Incontinence, or the inability to control urination, is a condition that often results in embarrassment and frequent trips to the bathroom. It can be caused by a variety of factors, including medications or diabetes. While people who suffer incontinence often experience unexpected leakage during jogging or other forms of activity, doctors recommend exercise as an effective self-care method to prevent the condition or minimize symptoms.
Incontinence
FamilyDoctor.org reports that millions of Americans suffer urinary incontinence, or limited bladder control. The symptoms of incontinence often range from slight leakage to an urgent need to urinate that occurs repeatedly over a short time period. Women, adults over 50 and men who recently experienced prostate surgery face a heightened risk for the condition, although people who are overweight are also more prone to incontinence. While there are several types of incontinence, stress incontinence --- or leakage that occurs due to pressure on your stomach muscles --- is most common during exercise like jogging.
Regular Activity
Regular physical activity can often prevent incontinence.
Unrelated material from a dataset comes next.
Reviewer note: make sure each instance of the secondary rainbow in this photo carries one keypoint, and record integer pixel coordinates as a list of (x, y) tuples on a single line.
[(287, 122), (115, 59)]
Aerobic activity --- or exercise that requires continuous movement of your arms and legs --- is commonly regarded as beneficial for weight loss and improved overall body function. Consider walking, bicycling or swimming on three to five days every week. An ideal workout lasts from 30 minutes to an hour, although beginners often choose to break aerobic workouts into smaller sessions throughout the day. Your doctor can help you determine which activities are most appropriate based on your medical history.
Kegel Exercise
Men and women with stress incontinence that occurs during jogging may benefit from performing Kegel exercises designed to strengthen the pelvic muscles. Beginners typically perform the exercises lying down, although Kegel activities can also be performed sitting or standing. Start by locating the muscles you use to control your bladder. Identify the muscles by attempting to stop the flow of urine without using muscles in your legs, stomach or buttocks, and then squeeze the appropriate muscles for 10 seconds. Relax for about 10 seconds and then repeat the exercise up to 20 times. Do Kegel workouts three times daily, although noticeable results may take as long as three months.
Considerations
While Kegel exercises or aerobic activity may help control or prevent incontinence, in some cases the condition is unavoidable and can lead to urinary tract infections, rashes or skin problems when left untreated. Schedule a meeting with your doctor if incontinence is disrupting your lifestyle or creating embarrassment. Your doctor can determine the cause for your incontinence and recommend an effective treatment, which may include prescription medication or surgery.